Vaettiya Madichu Kattu () is a 1998 Indian Tamil-language film written and directed by K. Bhagyaraj. The film stars himself in lead role with his real-life son Shantanu portraying his son with Nagma and Saikumar playing supporting roles. The film was remade in Hindi as Papa The Great (2000) and in Kannada as Vishalakshammana Ganda (2001).

Plot
Jaiprakash BE (Bhagyaraj) is a cowardly engineer working with Bharat Shipping Company in Mumbai. He lives with his wife and his son (Shanthanu). One day, he meets a fellow Tamilian (SS Chandran) who is in Mumbai to search for his sister and brother-in-law, who later turn out to be thieves.
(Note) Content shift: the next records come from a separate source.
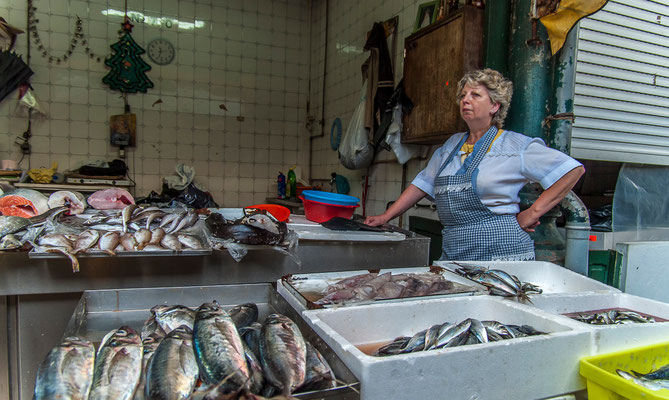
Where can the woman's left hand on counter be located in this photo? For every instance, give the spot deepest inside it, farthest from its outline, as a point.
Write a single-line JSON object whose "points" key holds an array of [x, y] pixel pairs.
{"points": [[527, 220]]}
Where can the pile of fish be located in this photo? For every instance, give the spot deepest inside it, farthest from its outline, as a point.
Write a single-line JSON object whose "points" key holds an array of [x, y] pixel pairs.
{"points": [[498, 282], [373, 286], [131, 229], [255, 227], [469, 331], [227, 352], [613, 317], [654, 380]]}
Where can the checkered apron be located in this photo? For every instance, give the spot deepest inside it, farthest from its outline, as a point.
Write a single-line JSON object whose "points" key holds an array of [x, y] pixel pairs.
{"points": [[471, 231]]}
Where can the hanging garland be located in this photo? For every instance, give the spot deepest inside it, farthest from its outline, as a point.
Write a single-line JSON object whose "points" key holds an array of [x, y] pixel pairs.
{"points": [[79, 37]]}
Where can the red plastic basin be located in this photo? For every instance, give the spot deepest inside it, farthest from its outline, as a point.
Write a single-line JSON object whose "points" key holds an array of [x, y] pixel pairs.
{"points": [[320, 212]]}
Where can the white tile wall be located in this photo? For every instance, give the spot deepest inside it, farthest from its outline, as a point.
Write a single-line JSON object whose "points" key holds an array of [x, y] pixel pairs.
{"points": [[349, 21], [252, 56]]}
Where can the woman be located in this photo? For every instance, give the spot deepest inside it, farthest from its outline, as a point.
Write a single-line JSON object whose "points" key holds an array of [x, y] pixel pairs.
{"points": [[475, 178]]}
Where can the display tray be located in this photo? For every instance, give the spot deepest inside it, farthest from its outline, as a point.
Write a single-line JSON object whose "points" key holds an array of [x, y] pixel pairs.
{"points": [[143, 253], [522, 368], [100, 311], [303, 290], [551, 278], [609, 338]]}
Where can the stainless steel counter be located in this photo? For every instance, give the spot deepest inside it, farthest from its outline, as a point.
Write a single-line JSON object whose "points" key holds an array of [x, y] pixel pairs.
{"points": [[41, 294]]}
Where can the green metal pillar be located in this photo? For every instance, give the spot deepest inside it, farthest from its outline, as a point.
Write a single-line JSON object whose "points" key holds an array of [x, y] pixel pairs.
{"points": [[496, 35], [530, 71]]}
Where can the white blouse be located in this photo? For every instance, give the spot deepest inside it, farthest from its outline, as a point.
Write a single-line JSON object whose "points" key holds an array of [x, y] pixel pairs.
{"points": [[513, 161]]}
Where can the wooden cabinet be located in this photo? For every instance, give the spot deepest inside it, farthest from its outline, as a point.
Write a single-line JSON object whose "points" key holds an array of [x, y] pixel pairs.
{"points": [[435, 59]]}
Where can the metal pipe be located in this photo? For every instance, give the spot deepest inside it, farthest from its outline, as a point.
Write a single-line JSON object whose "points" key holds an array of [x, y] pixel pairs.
{"points": [[578, 233]]}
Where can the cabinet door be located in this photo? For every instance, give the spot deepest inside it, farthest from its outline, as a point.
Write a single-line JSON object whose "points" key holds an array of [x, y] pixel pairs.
{"points": [[435, 59]]}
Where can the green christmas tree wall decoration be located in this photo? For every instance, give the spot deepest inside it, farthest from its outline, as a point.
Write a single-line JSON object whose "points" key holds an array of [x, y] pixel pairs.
{"points": [[127, 67]]}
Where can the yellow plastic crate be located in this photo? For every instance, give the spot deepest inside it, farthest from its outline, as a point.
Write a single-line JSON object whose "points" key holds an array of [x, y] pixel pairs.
{"points": [[605, 384]]}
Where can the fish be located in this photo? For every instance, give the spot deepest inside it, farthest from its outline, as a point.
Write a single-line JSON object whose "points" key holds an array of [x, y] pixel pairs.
{"points": [[126, 214], [244, 314], [143, 237], [149, 345], [187, 221], [319, 375], [128, 242], [157, 235], [67, 371], [110, 199], [172, 317], [86, 240], [219, 350], [172, 370], [12, 224], [23, 203], [283, 353], [171, 242], [108, 242], [74, 201], [190, 242], [118, 365]]}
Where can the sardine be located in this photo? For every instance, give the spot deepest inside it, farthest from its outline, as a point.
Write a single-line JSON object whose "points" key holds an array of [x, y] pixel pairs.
{"points": [[129, 242], [319, 375], [172, 371], [219, 350], [108, 242], [172, 317], [189, 242], [66, 372], [283, 353], [126, 214], [118, 365], [244, 314], [157, 235], [142, 236], [85, 241], [171, 242]]}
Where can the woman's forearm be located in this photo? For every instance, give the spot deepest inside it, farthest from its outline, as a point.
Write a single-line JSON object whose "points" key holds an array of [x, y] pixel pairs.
{"points": [[554, 194], [407, 199]]}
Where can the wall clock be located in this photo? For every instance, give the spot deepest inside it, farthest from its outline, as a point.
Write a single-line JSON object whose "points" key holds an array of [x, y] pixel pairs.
{"points": [[161, 51]]}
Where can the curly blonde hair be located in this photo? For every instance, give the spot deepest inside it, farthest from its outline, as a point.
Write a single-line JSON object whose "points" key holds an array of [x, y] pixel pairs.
{"points": [[499, 89]]}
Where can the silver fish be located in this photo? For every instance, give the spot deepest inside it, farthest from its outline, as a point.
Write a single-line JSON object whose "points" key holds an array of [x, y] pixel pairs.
{"points": [[126, 214], [55, 240], [171, 242], [172, 317], [67, 371], [149, 345], [319, 374], [283, 353], [86, 240], [172, 371], [190, 242], [11, 224], [118, 365], [157, 235], [108, 242], [218, 349], [142, 236], [129, 242]]}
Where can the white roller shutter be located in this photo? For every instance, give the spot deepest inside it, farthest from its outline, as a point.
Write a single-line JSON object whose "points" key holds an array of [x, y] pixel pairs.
{"points": [[621, 100]]}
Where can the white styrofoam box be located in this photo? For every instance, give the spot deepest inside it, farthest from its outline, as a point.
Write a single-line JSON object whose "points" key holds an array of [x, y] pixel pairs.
{"points": [[318, 282], [523, 368], [609, 338], [551, 278]]}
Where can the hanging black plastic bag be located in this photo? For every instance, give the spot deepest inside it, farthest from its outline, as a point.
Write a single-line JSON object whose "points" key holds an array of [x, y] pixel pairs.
{"points": [[194, 197]]}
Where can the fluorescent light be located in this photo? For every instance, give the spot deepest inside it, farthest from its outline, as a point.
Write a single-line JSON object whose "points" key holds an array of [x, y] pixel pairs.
{"points": [[167, 22]]}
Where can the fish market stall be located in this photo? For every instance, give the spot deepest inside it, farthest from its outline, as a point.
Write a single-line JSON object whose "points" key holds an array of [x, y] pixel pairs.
{"points": [[30, 285], [100, 311]]}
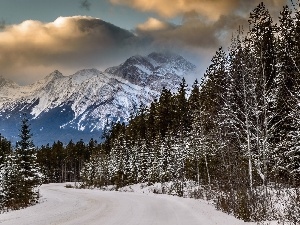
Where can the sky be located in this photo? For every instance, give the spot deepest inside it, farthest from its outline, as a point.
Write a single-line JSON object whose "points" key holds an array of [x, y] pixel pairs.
{"points": [[40, 36]]}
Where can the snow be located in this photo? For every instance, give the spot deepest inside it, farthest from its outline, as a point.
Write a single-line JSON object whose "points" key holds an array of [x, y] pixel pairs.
{"points": [[60, 205]]}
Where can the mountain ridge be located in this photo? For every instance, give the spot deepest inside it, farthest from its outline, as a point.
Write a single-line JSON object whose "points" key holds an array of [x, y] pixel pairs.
{"points": [[88, 100]]}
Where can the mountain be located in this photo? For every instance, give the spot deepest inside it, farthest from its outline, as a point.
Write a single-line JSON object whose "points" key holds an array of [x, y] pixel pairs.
{"points": [[81, 105]]}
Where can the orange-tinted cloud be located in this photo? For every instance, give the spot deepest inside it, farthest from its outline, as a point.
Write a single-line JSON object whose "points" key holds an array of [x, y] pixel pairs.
{"points": [[211, 9], [67, 43]]}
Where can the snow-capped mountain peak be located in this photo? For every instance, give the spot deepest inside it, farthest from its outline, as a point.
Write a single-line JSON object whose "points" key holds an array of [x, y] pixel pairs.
{"points": [[62, 107]]}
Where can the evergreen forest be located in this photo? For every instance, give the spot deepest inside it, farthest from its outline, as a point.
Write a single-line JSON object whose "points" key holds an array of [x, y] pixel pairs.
{"points": [[235, 134]]}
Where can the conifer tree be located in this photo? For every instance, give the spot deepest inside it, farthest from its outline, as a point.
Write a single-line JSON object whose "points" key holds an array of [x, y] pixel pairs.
{"points": [[29, 171]]}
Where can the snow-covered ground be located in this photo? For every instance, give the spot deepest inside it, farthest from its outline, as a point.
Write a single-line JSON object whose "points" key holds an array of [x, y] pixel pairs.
{"points": [[60, 205]]}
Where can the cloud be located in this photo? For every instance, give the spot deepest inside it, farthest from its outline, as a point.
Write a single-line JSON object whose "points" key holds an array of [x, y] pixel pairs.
{"points": [[153, 24], [211, 9], [85, 4], [192, 33], [68, 43]]}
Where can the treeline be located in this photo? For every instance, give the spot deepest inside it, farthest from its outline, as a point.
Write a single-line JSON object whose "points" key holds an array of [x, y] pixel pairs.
{"points": [[20, 175], [237, 132], [63, 163]]}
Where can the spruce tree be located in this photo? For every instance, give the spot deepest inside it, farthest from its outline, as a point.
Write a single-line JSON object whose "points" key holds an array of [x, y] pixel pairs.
{"points": [[30, 176]]}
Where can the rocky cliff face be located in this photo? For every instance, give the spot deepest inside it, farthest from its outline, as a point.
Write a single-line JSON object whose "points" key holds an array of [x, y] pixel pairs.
{"points": [[81, 105]]}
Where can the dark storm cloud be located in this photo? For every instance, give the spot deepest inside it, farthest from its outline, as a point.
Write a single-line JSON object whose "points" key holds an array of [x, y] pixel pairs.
{"points": [[85, 4], [32, 47]]}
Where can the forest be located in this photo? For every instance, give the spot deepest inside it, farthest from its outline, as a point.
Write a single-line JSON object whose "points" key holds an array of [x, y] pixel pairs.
{"points": [[235, 134]]}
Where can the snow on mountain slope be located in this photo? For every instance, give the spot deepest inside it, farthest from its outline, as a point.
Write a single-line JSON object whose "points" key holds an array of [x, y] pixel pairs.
{"points": [[89, 99]]}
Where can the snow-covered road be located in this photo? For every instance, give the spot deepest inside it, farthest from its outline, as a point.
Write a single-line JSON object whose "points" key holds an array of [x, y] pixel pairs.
{"points": [[88, 207]]}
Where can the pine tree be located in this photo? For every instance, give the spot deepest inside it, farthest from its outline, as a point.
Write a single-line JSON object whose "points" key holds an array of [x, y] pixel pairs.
{"points": [[30, 176]]}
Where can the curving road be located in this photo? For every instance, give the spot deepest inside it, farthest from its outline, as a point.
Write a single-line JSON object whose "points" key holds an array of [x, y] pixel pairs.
{"points": [[60, 205]]}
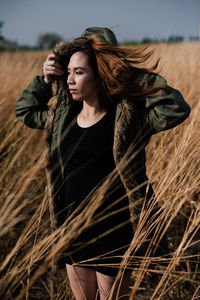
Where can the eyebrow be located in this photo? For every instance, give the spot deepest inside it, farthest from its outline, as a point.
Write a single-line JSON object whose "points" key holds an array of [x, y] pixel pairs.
{"points": [[76, 68]]}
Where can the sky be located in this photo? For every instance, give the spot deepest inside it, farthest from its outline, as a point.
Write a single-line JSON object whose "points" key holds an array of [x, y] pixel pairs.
{"points": [[24, 20]]}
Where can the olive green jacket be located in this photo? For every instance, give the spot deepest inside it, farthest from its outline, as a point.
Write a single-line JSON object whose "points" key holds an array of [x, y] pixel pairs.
{"points": [[135, 123]]}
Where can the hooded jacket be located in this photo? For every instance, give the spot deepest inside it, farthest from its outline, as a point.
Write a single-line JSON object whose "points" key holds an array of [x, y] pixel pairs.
{"points": [[134, 126]]}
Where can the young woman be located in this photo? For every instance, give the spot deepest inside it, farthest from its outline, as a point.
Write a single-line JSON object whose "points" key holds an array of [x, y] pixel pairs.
{"points": [[105, 109]]}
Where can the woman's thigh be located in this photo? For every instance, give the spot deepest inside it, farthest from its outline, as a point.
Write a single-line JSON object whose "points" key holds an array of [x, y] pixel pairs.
{"points": [[120, 288], [83, 282]]}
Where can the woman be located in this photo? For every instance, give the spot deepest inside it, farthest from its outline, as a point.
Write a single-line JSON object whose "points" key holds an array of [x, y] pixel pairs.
{"points": [[104, 111]]}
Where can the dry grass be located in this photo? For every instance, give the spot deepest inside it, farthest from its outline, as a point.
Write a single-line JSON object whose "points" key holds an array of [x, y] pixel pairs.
{"points": [[27, 245]]}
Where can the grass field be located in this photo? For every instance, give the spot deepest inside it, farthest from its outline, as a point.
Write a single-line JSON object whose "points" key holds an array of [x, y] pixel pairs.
{"points": [[27, 247]]}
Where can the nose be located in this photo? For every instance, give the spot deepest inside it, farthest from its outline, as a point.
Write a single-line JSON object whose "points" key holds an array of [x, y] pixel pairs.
{"points": [[70, 79]]}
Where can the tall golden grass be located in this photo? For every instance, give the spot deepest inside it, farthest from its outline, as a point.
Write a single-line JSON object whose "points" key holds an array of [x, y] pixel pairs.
{"points": [[27, 246]]}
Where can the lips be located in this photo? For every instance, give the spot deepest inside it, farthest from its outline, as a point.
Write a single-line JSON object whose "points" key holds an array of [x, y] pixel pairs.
{"points": [[72, 91]]}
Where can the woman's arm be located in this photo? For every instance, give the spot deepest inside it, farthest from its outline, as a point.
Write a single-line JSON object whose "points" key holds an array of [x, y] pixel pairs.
{"points": [[31, 106], [167, 108]]}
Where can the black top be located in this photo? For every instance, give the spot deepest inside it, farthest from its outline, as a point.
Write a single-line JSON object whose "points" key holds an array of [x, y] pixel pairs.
{"points": [[89, 158]]}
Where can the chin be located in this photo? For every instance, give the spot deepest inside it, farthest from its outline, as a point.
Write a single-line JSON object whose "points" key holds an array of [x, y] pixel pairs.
{"points": [[77, 99]]}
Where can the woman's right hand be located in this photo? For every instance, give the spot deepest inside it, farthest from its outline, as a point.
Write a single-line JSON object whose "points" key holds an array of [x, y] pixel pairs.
{"points": [[51, 68]]}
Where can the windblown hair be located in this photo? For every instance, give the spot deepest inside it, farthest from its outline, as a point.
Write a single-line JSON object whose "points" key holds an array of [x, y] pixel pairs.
{"points": [[116, 68]]}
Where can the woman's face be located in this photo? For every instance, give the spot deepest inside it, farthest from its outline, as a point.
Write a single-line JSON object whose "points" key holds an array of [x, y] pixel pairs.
{"points": [[81, 80]]}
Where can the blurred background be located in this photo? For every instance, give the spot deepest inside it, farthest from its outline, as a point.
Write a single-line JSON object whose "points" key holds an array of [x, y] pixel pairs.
{"points": [[36, 24]]}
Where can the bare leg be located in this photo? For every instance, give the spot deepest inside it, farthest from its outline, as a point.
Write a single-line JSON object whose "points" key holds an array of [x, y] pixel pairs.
{"points": [[105, 284], [83, 282]]}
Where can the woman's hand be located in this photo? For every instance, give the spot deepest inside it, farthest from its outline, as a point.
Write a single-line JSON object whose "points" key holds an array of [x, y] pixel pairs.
{"points": [[51, 68]]}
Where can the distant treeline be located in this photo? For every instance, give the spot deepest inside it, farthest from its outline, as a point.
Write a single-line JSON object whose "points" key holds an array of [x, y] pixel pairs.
{"points": [[48, 40]]}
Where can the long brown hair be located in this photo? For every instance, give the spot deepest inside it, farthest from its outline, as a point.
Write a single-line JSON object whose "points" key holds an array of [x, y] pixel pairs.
{"points": [[118, 69]]}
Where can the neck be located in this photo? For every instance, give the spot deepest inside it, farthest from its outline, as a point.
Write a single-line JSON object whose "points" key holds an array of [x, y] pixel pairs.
{"points": [[91, 109]]}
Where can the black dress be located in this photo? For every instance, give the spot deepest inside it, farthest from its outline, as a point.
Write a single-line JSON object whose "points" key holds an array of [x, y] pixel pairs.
{"points": [[89, 160]]}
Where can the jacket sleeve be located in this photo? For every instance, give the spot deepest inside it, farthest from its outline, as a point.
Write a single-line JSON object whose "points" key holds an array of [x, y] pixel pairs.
{"points": [[31, 106], [167, 108]]}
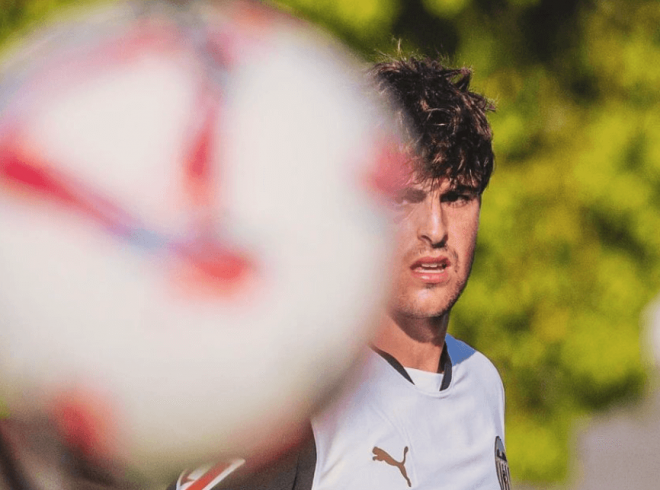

He gives him shelter for few days in his house. Later, Jaiprakash sees a murder committed by Raaka (Satya Prakash), and testifies against him in the court, after which Raaka challenges to kill him and later escapes from the jail. Meanwhile, Muthupandi (Saikumar) stays in Jai's house pretending to be his and Pooja's uncle in front of either of them. Later it is revealed that Muthupandi was invited to Mumbai by SS Chandran, who wanted to pay for the gratitude Jai had done to him. In a celebration during Holi festival Muthupandi is forced to drink Bhaang by Jai and others. He gets stabbed twice in an attempt to protect Jai from Raaka and kills one of Raaka's men in the process. On persuasion from his wife, Jai decides to leave for Chennai along with his family forever, and arranges to pay for Muthupandi's treatment, leaving SS Chandran to take care of him.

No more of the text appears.